Apple has one of the best and most admired success stories of all time. After the return of original founder Steve Jobs, it rose to fame and started to produce some of the most sought-after products for consumers of electronics. Now, it’s probable that most of your classmates own an Apple product. There were many factors that led to the success of Apple, and created the brand image that is so widely loved today.
The Cult Following
Similar to communist leaders, Apple also has its own cult of personality. We see loyal customers who not only require the latest Apple product, but also find it essential to splurge on multiple Apple products. Apple takes advantage of this by releasing a new product every year, oftentimes only adding a slight improvement from the previous model. The group of Apple lovers has grown considerably larger, with many fan-groups and specialty magazines popping up everyday.
The Coolness Factor
Consumers buy Apple products because they are “cool and hip!” Pop culture in today’s society has caused consumers to believe that Apple products are a necessity in order to be “in” and fashionable. TV shows have characters with iPhones and other Apple products, while the word “iPod” is used interchangeably with “MP3 player”. The current trend of “I need to get an Apple product because everyone else I know has one” benefits both the company and the consumers. This marketing strategy, often known as the “bandwagon” effect, where everyone wants to be part of the group that is the latest thing, probably contributes the most to the success of Apple.
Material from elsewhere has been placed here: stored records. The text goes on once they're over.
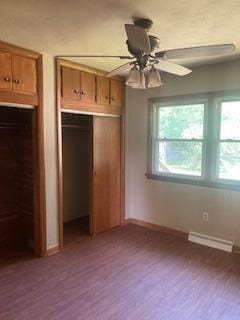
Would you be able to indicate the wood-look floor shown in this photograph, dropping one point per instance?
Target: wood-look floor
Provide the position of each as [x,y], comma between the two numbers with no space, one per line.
[127,273]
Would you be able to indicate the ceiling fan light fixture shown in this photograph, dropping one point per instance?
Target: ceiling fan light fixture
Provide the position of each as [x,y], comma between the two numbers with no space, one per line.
[154,78]
[133,77]
[141,84]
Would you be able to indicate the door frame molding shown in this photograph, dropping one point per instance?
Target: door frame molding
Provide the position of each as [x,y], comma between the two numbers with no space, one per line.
[59,63]
[10,98]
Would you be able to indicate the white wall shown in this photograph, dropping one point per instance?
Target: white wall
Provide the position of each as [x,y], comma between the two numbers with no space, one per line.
[170,204]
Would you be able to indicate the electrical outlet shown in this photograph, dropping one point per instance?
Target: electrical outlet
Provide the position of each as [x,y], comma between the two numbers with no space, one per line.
[205,216]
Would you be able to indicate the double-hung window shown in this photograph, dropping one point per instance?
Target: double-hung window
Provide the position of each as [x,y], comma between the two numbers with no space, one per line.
[195,140]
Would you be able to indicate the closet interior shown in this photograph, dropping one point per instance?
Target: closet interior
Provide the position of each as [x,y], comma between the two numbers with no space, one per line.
[17,179]
[76,161]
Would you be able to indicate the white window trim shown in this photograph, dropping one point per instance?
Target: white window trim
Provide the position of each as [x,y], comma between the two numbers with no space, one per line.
[212,103]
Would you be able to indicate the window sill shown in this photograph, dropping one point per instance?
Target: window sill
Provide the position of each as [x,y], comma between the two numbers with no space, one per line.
[201,183]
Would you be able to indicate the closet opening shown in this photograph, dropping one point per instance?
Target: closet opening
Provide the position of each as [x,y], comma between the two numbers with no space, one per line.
[18,165]
[76,166]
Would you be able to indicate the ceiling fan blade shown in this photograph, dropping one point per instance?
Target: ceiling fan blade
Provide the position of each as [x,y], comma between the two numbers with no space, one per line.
[173,68]
[138,38]
[195,52]
[94,56]
[124,68]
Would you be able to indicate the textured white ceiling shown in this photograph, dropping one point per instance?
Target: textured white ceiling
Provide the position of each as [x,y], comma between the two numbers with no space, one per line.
[61,27]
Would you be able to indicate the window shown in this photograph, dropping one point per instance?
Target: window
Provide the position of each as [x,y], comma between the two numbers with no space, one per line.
[196,140]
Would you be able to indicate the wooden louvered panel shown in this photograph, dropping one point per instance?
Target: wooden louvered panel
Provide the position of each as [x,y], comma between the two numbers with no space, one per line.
[16,176]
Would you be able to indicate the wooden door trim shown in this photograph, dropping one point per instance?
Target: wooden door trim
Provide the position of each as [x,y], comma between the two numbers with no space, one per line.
[59,63]
[41,246]
[20,100]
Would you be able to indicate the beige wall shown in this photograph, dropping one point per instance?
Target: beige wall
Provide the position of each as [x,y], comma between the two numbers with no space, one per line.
[176,205]
[50,149]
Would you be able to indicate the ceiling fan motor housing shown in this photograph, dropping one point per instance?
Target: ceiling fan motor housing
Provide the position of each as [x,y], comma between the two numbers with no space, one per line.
[143,23]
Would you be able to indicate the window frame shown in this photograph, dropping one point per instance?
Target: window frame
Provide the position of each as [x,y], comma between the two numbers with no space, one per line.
[210,141]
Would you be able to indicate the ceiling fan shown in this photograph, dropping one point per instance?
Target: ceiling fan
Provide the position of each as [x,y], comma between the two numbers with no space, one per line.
[146,61]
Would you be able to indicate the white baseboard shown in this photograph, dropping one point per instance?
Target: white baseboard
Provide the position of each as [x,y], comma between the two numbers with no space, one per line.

The simplicity of Apple contributes to an appealing vibe for consumers. The emphasis placed on the appearance of Apple products was a first for the technology world during that time, and it was this winning combination of aesthetics and functionality that allowed Apple to appeal to and eventually dominate the market. Consumers were attracted to the “simple but elegant” elements created by Apple. Moreover, Apple products were probably more user friendly, further influencing consumers. The simplicity was replicated in Apple advertising campaigns, such as in the silhouette dancing while listening to an iPod, and successfully generated publicity for Apple. The effect of simplicity helped contribute to the amount of loyal customers, and the “coolness” of Apple products.
Opposed to Change
Although it might seem like Apple is constantly modifying and changing their products, in reality, Apple products have not changed much in the past few years. Consumers in general do not like change, often preferring to stay within their comfort zone. Because of the integrated and intuitive nature of Apple, consumers often find that once they learn how to use one Apple product, they can easily transition to using other Apple products. Old customers continue to desire Apple products because Apple has not alienated or at least distanced their fan base, but instead provided cushions in the form of very similar products. The Mac is essentially the iPad, with a desktop, sidebar and additional functions. The iPad is in fact a bigger version of the iPod Touch. The iPhone is really an iPod Touch that can make phone calls. And the iPod is actually a compressed version of iTunes with some extra functions. It is evident that this integration and lack of variety produces a very loyal customer base.
These factors have added up to create the great success of Apple, and cause the downward spiral of competitive products, such as Microsoft’s Zune, and the classic, indestructible Nokia phones. However, many speculate that Apple has already reached its peak and will soon embark on its own decline, especially with the passing of former CEO Steve Jobs. Maybe it’s time for other companies, such as HTC, to improve on Apple’s success formula, and seize the opportunity to share the spotlight with Apple.